OECD zeigt in aktuellem Bericht erfreulichen Wandel
Aufwertung des Meisters
Die OECD - Organisation für wirtschaftliche Zusammenarbeit und Entwicklung - hat jetzt ihren diesjährigen Bericht „Bildung auf einen Blick“ vorgelegt. Die Untersuchung dokumentiert auch einen bemerkenswerten Lernprozess der OECD selbst. Denn sie nennt den Meisterbrief in einem Atemzug mit Hochschulabschlüssen und nimmt ihn in die Quoten für ihre Vergleiche auf.

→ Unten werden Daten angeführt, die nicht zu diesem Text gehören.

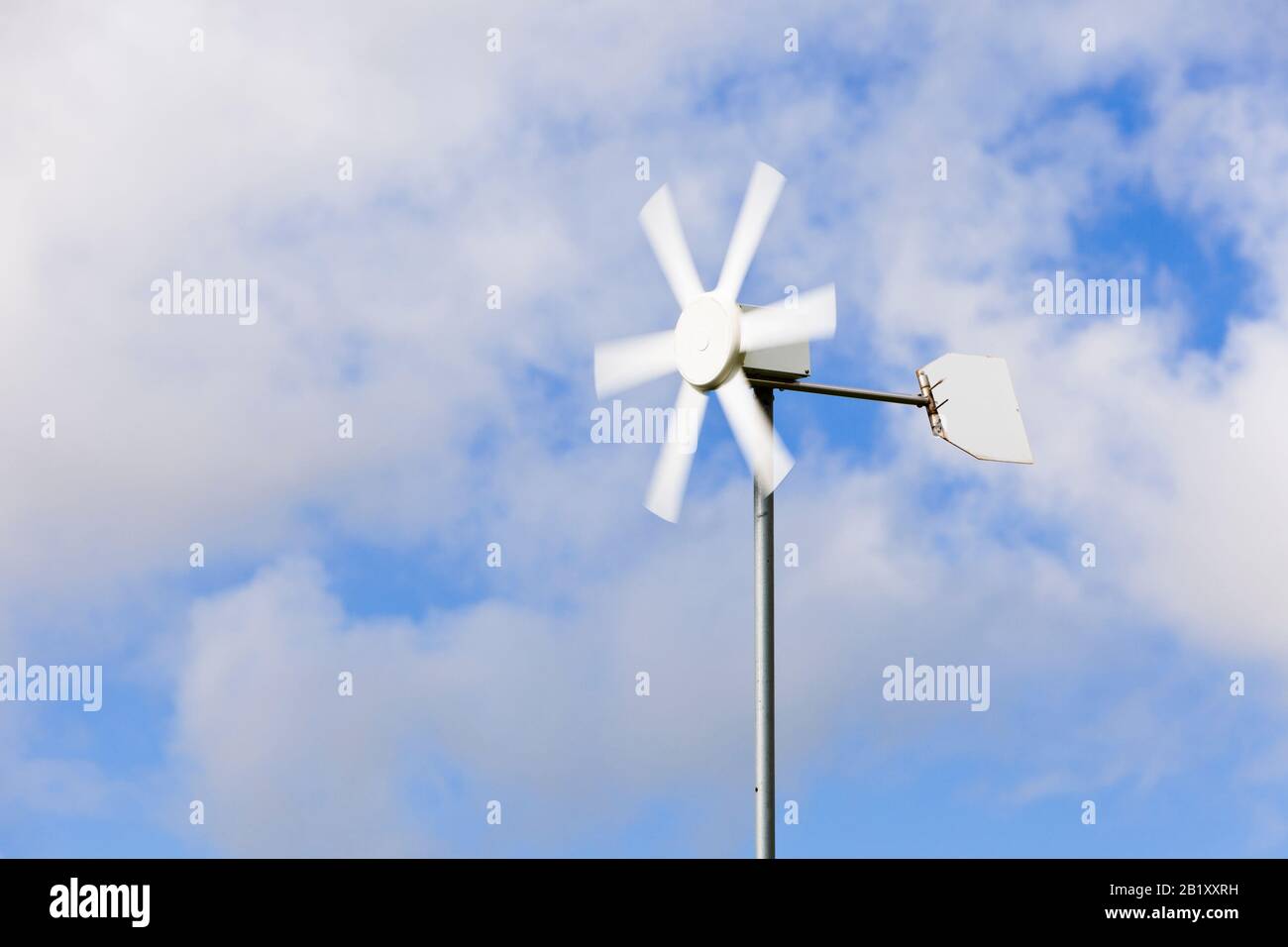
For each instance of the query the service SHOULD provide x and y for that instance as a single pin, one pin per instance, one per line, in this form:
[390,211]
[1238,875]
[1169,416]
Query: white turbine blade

Ansonsten aber fällt der Bericht oft doch wieder in alte Schablonen zurück. Insbesondere dann, wenn gebetsmühlenartig die angeblich zu geringe Studienanfängerquote thematisiert wird. Nach Abgrenzung der OECD lag diese 2009 in Deutschland bei 40 Prozent. Der Durchschnittswert aller OECD-Staaten betrug zu dieser Zeit 59 Prozent. Die höchsten Werte erreichten in Europa Polen und Portugal mit 85 und 84 Prozent. Zu Portugal fällt einem ein, dass auch ein hoher Anteil von Studenten und wohl dann auch Akademikern nicht davor schützt, zu den Krisenstaaten in Europa zu gehören.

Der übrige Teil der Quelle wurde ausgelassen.